🤖 AI Summary
Existing bounded-rational decision models—based on entropy, KL divergence, or mutual information—fail to capture action-space locality, prior biases, and zero-support distributions in ordinal action spaces. Method: This paper introduces the Wasserstein distance into bounded-rational reinforcement learning, proposing a novel decision-theoretic framework explicitly designed for ordinal action spaces.

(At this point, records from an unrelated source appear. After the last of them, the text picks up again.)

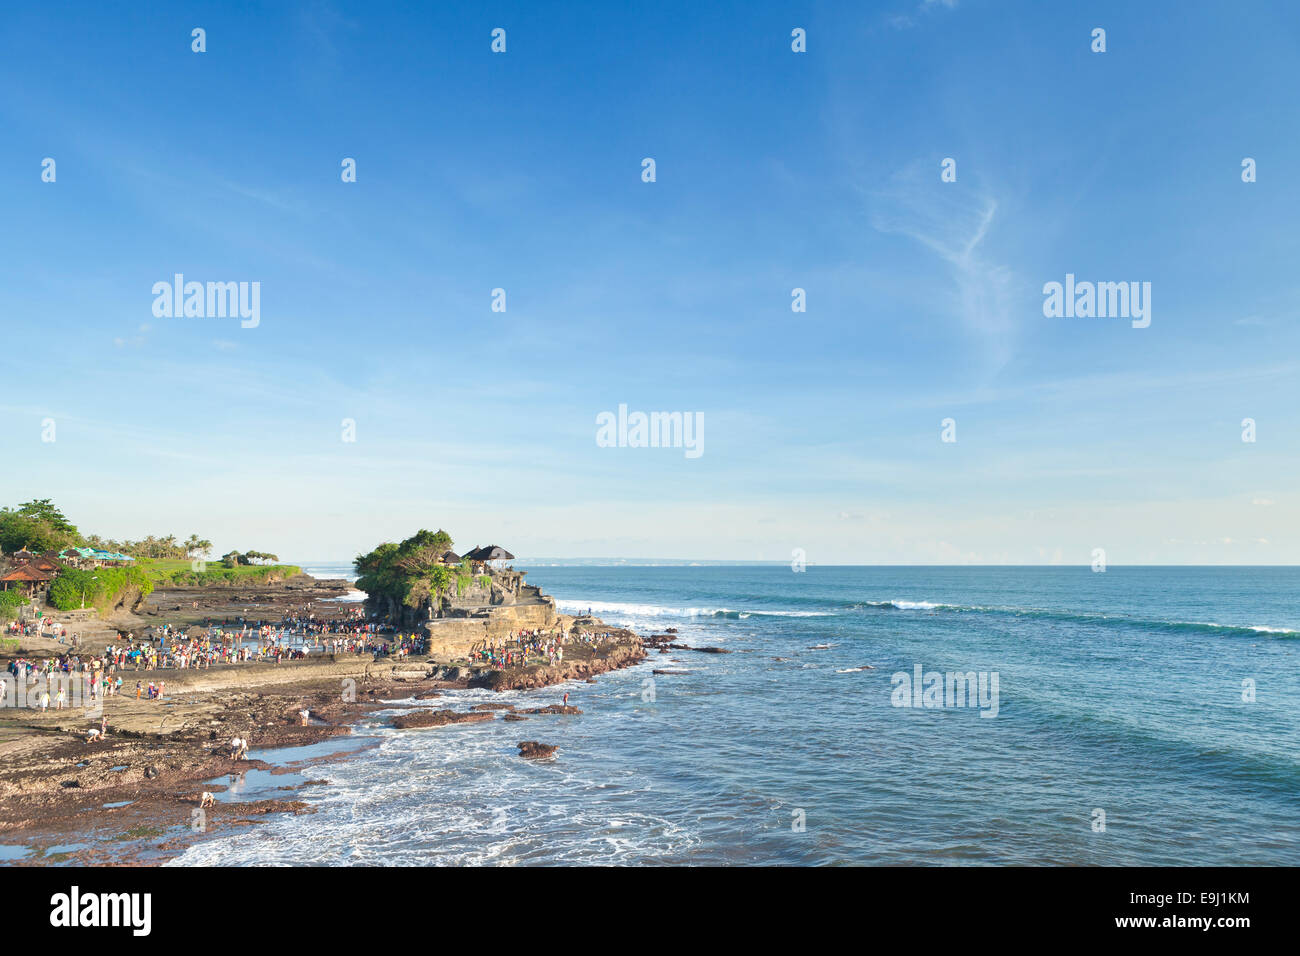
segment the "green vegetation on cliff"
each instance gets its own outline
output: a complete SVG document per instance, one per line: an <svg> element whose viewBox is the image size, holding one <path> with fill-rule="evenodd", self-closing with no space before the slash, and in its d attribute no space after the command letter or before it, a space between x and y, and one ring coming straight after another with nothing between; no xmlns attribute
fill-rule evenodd
<svg viewBox="0 0 1300 956"><path fill-rule="evenodd" d="M132 566L109 566L83 570L65 567L49 587L46 598L60 611L93 607L116 607L134 603L135 595L150 594L155 587L204 587L235 584L267 584L301 574L302 569L278 562L265 551L232 551L224 563L197 562L197 555L212 549L212 542L192 534L185 541L175 535L140 541L114 541L99 535L83 535L49 498L26 501L16 507L0 508L0 553L27 549L42 554L69 547L91 547L121 551L136 559ZM60 562L75 563L75 562ZM27 603L18 589L0 591L0 620L17 616Z"/></svg>
<svg viewBox="0 0 1300 956"><path fill-rule="evenodd" d="M18 609L27 603L27 595L22 591L0 591L0 621L12 621L18 616Z"/></svg>
<svg viewBox="0 0 1300 956"><path fill-rule="evenodd" d="M141 597L153 591L153 581L139 568L69 568L50 585L49 601L60 611L79 607L103 610L114 607L131 591Z"/></svg>
<svg viewBox="0 0 1300 956"><path fill-rule="evenodd" d="M369 554L357 555L353 567L357 587L371 597L387 597L408 607L418 607L425 598L441 597L456 582L457 593L464 591L462 578L472 577L469 562L459 567L442 563L451 550L447 532L421 529L405 541L385 541Z"/></svg>

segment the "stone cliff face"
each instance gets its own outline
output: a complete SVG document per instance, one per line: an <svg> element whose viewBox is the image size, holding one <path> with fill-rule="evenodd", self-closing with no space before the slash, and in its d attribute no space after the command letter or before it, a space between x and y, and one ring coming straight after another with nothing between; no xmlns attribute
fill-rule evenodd
<svg viewBox="0 0 1300 956"><path fill-rule="evenodd" d="M555 601L541 588L524 584L523 571L493 571L489 584L474 578L461 589L452 584L447 592L424 598L409 606L393 597L376 594L365 601L368 617L378 617L399 631L420 631L430 623L446 619L485 619L493 623L515 623L516 627L549 627L555 623ZM517 614L503 614L519 609ZM493 628L500 630L500 628Z"/></svg>
<svg viewBox="0 0 1300 956"><path fill-rule="evenodd" d="M422 632L430 649L465 649L520 628L552 627L555 601L541 588L524 584L522 571L494 571L484 586L475 579L463 590L453 583L447 593L425 598L412 607L386 595L366 599L366 613L399 631Z"/></svg>

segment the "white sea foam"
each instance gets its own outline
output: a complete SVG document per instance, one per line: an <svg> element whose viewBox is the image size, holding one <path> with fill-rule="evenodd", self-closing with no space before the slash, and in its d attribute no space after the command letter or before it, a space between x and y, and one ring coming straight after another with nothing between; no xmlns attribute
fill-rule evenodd
<svg viewBox="0 0 1300 956"><path fill-rule="evenodd" d="M313 578L323 580L336 580L343 578L347 581L355 581L357 572L351 564L304 564L299 562L302 573L310 575Z"/></svg>
<svg viewBox="0 0 1300 956"><path fill-rule="evenodd" d="M1277 634L1284 637L1300 637L1300 631L1289 627L1275 627L1269 624L1220 624L1216 621L1157 621L1143 620L1136 617L1127 617L1117 614L1097 614L1088 611L1076 611L1067 609L1052 609L1039 607L985 607L979 604L942 604L933 601L905 601L894 599L892 601L863 601L861 604L854 605L857 608L890 608L897 611L984 611L993 614L1014 614L1017 616L1042 616L1042 617L1063 617L1072 620L1096 620L1096 621L1114 621L1121 624L1131 624L1135 627L1152 627L1152 628L1201 628L1209 627L1226 631L1254 631L1256 634Z"/></svg>
<svg viewBox="0 0 1300 956"><path fill-rule="evenodd" d="M654 793L651 777L609 772L581 740L561 745L565 760L535 764L519 759L517 737L494 722L378 736L366 759L329 767L329 787L309 797L315 814L217 836L170 863L627 864L682 860L700 843L682 823L638 805Z"/></svg>
<svg viewBox="0 0 1300 956"><path fill-rule="evenodd" d="M898 611L933 611L940 607L955 607L952 604L935 604L933 601L904 601L895 598L892 601L864 601L865 607L892 607Z"/></svg>
<svg viewBox="0 0 1300 956"><path fill-rule="evenodd" d="M558 598L556 606L566 614L582 613L590 609L596 614L629 614L637 617L726 617L745 620L748 617L833 617L831 611L795 610L737 610L729 607L665 607L661 604L632 604L623 601L577 601Z"/></svg>
<svg viewBox="0 0 1300 956"><path fill-rule="evenodd" d="M1300 635L1300 631L1289 627L1274 627L1268 624L1220 624L1217 621L1150 621L1140 618L1115 614L1096 614L1088 611L1039 607L985 607L979 604L942 604L932 601L864 601L859 607L893 608L899 611L989 611L998 614L1042 615L1045 617L1091 618L1098 621L1126 622L1136 626L1148 627L1213 627L1230 631L1255 631L1258 634Z"/></svg>
<svg viewBox="0 0 1300 956"><path fill-rule="evenodd" d="M1181 624L1182 621L1171 621L1171 624ZM1194 621L1187 622L1195 624L1197 627L1220 627L1233 631L1254 631L1256 634L1287 634L1300 635L1300 631L1289 627L1270 627L1267 624L1216 624L1214 621Z"/></svg>

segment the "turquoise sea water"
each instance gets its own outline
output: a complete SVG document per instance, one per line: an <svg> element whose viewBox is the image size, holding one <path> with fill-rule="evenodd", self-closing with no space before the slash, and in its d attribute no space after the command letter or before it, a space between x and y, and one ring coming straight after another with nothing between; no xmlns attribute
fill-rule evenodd
<svg viewBox="0 0 1300 956"><path fill-rule="evenodd" d="M1300 863L1300 569L538 567L529 581L562 610L732 653L449 695L535 706L568 690L584 713L376 726L364 758L320 768L316 814L178 862ZM917 665L996 675L997 715L895 706L893 675ZM529 739L557 759L520 759Z"/></svg>

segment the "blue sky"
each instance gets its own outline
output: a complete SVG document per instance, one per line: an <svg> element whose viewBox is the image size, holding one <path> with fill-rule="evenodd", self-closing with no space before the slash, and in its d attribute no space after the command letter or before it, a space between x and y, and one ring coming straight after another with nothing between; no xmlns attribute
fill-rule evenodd
<svg viewBox="0 0 1300 956"><path fill-rule="evenodd" d="M0 500L299 559L1300 561L1293 4L226 6L6 13ZM176 272L260 325L155 318ZM1150 327L1045 318L1066 273ZM620 403L704 454L598 447Z"/></svg>

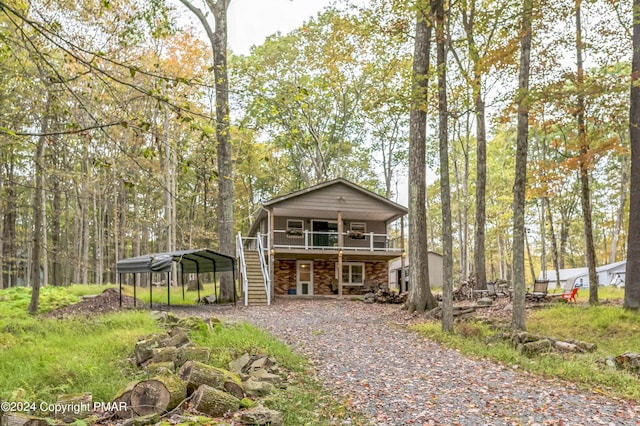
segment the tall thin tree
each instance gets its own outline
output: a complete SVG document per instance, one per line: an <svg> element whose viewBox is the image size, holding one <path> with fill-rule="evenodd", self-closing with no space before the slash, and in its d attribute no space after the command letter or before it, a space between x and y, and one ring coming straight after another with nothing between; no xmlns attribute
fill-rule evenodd
<svg viewBox="0 0 640 426"><path fill-rule="evenodd" d="M624 308L640 309L640 0L633 1L633 56L629 102L631 189Z"/></svg>
<svg viewBox="0 0 640 426"><path fill-rule="evenodd" d="M453 332L453 231L449 182L449 139L447 106L447 50L444 0L435 0L436 57L438 64L438 139L440 150L440 199L442 211L442 331Z"/></svg>
<svg viewBox="0 0 640 426"><path fill-rule="evenodd" d="M214 29L207 14L189 0L180 0L204 27L213 50L213 76L216 92L216 141L218 160L218 250L227 255L235 253L233 230L233 159L229 132L229 80L227 70L227 9L231 0L207 0L214 18ZM220 275L220 300L233 298L234 285L229 274Z"/></svg>
<svg viewBox="0 0 640 426"><path fill-rule="evenodd" d="M513 315L511 327L524 330L525 323L525 191L527 186L527 151L529 147L529 71L531 63L533 0L522 1L522 35L518 74L518 128L516 170L513 183Z"/></svg>
<svg viewBox="0 0 640 426"><path fill-rule="evenodd" d="M593 243L593 220L591 217L591 188L589 185L589 140L587 139L587 125L585 122L584 99L584 68L582 62L582 0L576 0L576 62L577 76L576 86L578 92L577 119L578 119L578 145L580 147L580 201L582 204L582 217L585 241L585 256L589 269L589 303L598 303L598 275L596 273L596 248Z"/></svg>
<svg viewBox="0 0 640 426"><path fill-rule="evenodd" d="M42 81L46 81L44 72L40 72ZM35 191L33 197L33 250L32 265L31 265L31 301L29 303L28 312L36 314L38 307L40 306L40 270L42 266L42 249L43 249L43 232L44 232L44 209L42 208L43 202L43 188L44 188L44 154L46 134L49 132L49 125L51 122L51 109L53 105L53 98L51 89L46 92L45 111L42 114L40 122L40 133L38 142L36 143L36 151L33 156L34 163L34 175L35 175ZM46 284L46 283L45 283Z"/></svg>
<svg viewBox="0 0 640 426"><path fill-rule="evenodd" d="M426 216L426 133L431 5L416 1L416 37L413 54L413 88L409 116L409 296L407 310L422 313L437 302L429 285Z"/></svg>

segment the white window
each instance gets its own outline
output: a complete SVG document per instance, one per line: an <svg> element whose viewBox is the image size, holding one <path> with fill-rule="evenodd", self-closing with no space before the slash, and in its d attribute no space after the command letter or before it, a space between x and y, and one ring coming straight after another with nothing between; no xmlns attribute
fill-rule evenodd
<svg viewBox="0 0 640 426"><path fill-rule="evenodd" d="M351 228L354 232L367 232L367 224L364 222L351 222Z"/></svg>
<svg viewBox="0 0 640 426"><path fill-rule="evenodd" d="M336 272L338 265L336 264ZM337 274L336 274L337 275ZM342 264L342 284L343 285L363 285L364 284L364 263L345 262Z"/></svg>
<svg viewBox="0 0 640 426"><path fill-rule="evenodd" d="M304 234L304 221L302 219L287 219L287 235L302 238L302 234Z"/></svg>

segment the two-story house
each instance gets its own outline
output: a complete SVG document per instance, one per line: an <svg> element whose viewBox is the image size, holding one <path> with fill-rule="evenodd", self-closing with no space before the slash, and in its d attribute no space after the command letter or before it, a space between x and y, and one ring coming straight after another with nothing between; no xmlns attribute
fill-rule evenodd
<svg viewBox="0 0 640 426"><path fill-rule="evenodd" d="M268 300L341 296L388 284L389 260L404 253L406 214L342 178L263 203L239 250L245 303L265 303L265 291Z"/></svg>

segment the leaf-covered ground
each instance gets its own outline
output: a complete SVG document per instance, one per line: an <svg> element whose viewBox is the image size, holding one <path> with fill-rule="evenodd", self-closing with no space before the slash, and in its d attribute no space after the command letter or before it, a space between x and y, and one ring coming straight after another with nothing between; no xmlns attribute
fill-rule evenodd
<svg viewBox="0 0 640 426"><path fill-rule="evenodd" d="M115 310L118 302L111 290L51 314ZM503 302L477 314L504 320ZM171 310L268 330L309 357L325 386L374 425L640 425L636 402L466 358L407 330L416 319L398 305L281 298L270 307Z"/></svg>
<svg viewBox="0 0 640 426"><path fill-rule="evenodd" d="M308 356L326 386L375 425L638 425L640 405L474 360L405 327L392 305L283 300L219 315Z"/></svg>

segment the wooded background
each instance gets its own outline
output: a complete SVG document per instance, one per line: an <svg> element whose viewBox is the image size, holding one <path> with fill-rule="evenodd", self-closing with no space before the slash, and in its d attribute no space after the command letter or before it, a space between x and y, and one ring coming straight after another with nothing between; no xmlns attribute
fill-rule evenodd
<svg viewBox="0 0 640 426"><path fill-rule="evenodd" d="M338 176L404 199L415 37L406 3L340 2L247 55L228 52L234 232L247 230L260 201ZM511 277L521 5L456 0L446 9L454 281L482 249L487 279ZM535 2L530 281L554 262L586 266L581 170L597 264L626 257L631 7ZM115 282L117 259L217 248L216 81L206 35L180 19L189 13L161 0L0 1L0 288L28 284L34 269L53 285ZM409 244L442 250L440 194L434 177L426 236Z"/></svg>

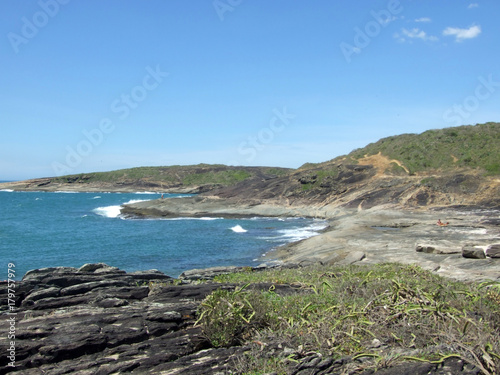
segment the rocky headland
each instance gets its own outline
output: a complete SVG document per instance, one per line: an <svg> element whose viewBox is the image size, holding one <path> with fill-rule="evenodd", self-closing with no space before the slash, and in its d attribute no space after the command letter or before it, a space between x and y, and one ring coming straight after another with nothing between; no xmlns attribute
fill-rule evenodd
<svg viewBox="0 0 500 375"><path fill-rule="evenodd" d="M0 189L196 193L129 204L121 212L136 218L302 216L328 221L319 235L271 251L261 268L396 262L468 283L500 281L499 141L500 124L488 123L389 137L297 170L200 165L167 168L159 172L164 173L161 178L155 171L155 177L134 179L136 171L127 170L111 177L0 184ZM157 271L126 274L106 265L30 272L16 293L19 367L2 362L0 370L230 373L252 344L216 349L194 323L207 295L236 286L195 281L240 270L189 271L178 280ZM296 293L292 285L278 289ZM4 319L2 329L6 324ZM355 361L313 353L294 358L300 360L290 367L293 374L348 372ZM481 372L453 356L439 365L408 368L405 373ZM402 371L391 368L377 374Z"/></svg>
<svg viewBox="0 0 500 375"><path fill-rule="evenodd" d="M270 167L231 167L198 164L167 167L138 167L111 172L80 173L0 183L1 189L15 191L74 192L157 192L199 194L229 186L249 178L270 178L290 169Z"/></svg>

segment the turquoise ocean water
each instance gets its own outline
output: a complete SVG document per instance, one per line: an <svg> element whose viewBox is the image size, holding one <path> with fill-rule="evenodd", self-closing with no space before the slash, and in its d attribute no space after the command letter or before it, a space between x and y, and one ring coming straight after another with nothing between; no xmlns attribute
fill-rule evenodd
<svg viewBox="0 0 500 375"><path fill-rule="evenodd" d="M304 218L125 219L120 205L156 193L0 191L0 265L16 278L42 267L104 262L126 271L182 271L255 266L272 248L310 237L326 226ZM178 199L180 195L165 194Z"/></svg>

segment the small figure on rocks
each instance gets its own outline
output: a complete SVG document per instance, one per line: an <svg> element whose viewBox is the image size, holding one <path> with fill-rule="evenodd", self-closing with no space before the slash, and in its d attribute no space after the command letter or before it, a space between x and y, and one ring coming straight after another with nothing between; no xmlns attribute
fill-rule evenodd
<svg viewBox="0 0 500 375"><path fill-rule="evenodd" d="M443 223L443 222L441 221L441 219L438 219L438 221L437 221L437 223L436 223L436 224L437 224L437 225L439 225L440 227L445 227L445 226L447 226L447 225L448 225L448 224L450 224L450 223L448 223L448 222Z"/></svg>

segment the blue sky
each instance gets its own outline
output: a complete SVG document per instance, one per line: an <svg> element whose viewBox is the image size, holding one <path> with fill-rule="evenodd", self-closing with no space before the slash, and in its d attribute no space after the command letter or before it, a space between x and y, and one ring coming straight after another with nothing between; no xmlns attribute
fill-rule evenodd
<svg viewBox="0 0 500 375"><path fill-rule="evenodd" d="M299 167L500 121L500 2L0 3L0 180Z"/></svg>

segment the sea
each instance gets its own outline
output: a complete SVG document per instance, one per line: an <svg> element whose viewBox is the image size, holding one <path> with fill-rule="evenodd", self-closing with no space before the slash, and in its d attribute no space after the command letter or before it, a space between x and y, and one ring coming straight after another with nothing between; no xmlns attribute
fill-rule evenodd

The framework naturally encodes action “stickiness” and geometric proximity, accommodates asymmetric supports, zero-probability priors, and asymmetric ground distances, and enables tractable optimization via constrained variational inference. Contribution/Results: Experiments demonstrate that the model significantly improves policy interpretability and robustness. It accurately captures action-switching inertia and sensitivity to prior beliefs in simulation, offering a more empirically grounded, information-theoretic paradigm for ordinal decision-making under bounded rationality.
📝 Abstract
Modelling bounded rational decision-making through information constrained processing provides a principled approach for representing departures from rationality within a reinforcement learning framework, while still treating decision-making as an optimization process. However, existing approaches are generally based on Entropy, Kullback-Leibler divergence, or Mutual Information. In this work, we highlight issues with these approaches when dealing with ordinal action spaces. Specifically, entropy assumes uniform prior beliefs, missing the impact of a priori biases on decision-makings. KL-Divergence addresses this, however, has no notion of"nearness"of actions, and additionally, has several well known potentially undesirable properties such as the lack of symmetry, and furthermore, requires the distributions to have the same support (e.g. positive probability for all actions). Mutual information is often difficult to estimate. Here, we propose an alternative approach for modeling bounded rational RL agents utilising Wasserstein distances. This approach overcomes the aforementioned issues. Crucially, this approach accounts for the nearness of ordinal actions, modeling"stickiness"in agent decisions and unlikeliness of rapidly switching to far away actions, while also supporting low probability actions, zero-support prior distributions, and is simple to calculate directly.